Pretty soon, they start a very closeted love affair.
Long story short, the younger man wants the relationship to be something that’s very much like our marriage of today and the older man realizes that that can’t be.
So, he betrays him, exposing him to that Lavender Scare.
“It’s just a really good look when so many of the personal and private rights that we enjoy today are always threatened.”
Fellow Travelers first premiered just five years ago. This weekend’s showing at the Seagle Festival is only about the 20th production of the piece.
Woods has always loved performing and premiering new works like this – from his early career as a performer at the Santa Fe Opera to directing the Fort Worth Opera.
“The young composers have started calling me the grandfather of the American opera scene because I really started back in Fort Worth. It’s just been a passion of mine.”
Now, as the artistic director at one of the country’s premier opera training programs in the Southern Adirondacks, he’s gotten to be a part of the Seagle’s efforts to produce new works. The try to perform a new American work every year. Last year, they performed an opera commissioned from the Adirondacks’ Pulitzer Prize winning author, Russell Banks.
The best part, for Woods, is finding new voices of librettists composers he thinks are important and need to be heard.
Woods has followed Fellow Travelers since it’s very earliest conception.
“I know Greg Spears, the composer, and Greg Pierce, the librettist, and I remember seeing this when it was just an idea and not a note had been written. They were at an OPERA America Conference and they were talking about it and I was like, ‘that sounds interesting’.
“Then I saw the first workshops and a few scenes. And I feel like, although I wasn’t really a part of it, that I’ve been sort of an observer since it went from nothing, to this beautiful piece of music.”
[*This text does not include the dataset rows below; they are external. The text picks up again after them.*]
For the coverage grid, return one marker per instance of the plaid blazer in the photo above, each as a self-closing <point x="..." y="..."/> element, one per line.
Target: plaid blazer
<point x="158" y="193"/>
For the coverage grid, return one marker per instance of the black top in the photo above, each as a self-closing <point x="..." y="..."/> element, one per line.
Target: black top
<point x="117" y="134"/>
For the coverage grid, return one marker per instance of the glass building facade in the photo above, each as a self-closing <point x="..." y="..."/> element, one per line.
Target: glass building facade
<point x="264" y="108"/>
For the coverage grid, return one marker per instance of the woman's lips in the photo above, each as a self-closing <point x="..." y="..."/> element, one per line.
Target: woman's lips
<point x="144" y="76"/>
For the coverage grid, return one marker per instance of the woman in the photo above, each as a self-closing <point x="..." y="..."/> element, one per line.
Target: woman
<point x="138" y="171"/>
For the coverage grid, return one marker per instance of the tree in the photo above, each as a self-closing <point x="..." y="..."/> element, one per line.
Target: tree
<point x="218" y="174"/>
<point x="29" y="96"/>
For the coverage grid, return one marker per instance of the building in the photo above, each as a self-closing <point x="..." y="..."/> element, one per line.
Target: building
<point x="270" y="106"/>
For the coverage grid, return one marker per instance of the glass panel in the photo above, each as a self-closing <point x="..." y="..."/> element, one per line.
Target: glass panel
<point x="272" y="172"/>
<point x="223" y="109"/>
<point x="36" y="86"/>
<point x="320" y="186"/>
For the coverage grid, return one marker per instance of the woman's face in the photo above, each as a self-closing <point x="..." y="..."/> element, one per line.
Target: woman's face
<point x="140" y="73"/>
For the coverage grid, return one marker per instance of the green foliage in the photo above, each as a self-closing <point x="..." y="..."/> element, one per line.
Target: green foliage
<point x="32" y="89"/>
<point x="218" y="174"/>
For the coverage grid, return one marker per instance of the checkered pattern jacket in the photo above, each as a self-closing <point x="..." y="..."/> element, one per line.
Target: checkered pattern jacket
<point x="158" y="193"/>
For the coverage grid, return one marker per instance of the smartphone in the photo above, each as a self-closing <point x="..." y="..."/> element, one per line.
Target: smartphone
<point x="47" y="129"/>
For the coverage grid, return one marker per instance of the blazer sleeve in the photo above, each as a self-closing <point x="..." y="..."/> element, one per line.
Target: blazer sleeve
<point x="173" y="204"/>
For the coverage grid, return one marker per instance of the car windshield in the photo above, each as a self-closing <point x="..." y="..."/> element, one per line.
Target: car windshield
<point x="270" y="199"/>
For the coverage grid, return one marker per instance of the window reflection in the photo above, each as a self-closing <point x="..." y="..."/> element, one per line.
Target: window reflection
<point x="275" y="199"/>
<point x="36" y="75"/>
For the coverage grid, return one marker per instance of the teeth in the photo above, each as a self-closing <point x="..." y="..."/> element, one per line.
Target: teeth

“When I first saw this performed four years ago, I was like, ‘I want to do it’ and I was sitting next to my director Richard Kagey who’s directing it was show and he said, ‘I have to direct this show. I have to direct this show.'”
It moved them. Woods wanted his performers to have the chance to talk with this living composer and librettist to understand how they envisioned the story performed.
To Woods, “Fellow Travelers” is an incredibly important piece.
“This one just spoke to me so much. And again, as things are happening politically, I… it’s not a piece of the 1950s. It’s very much a piece of the 21st century.”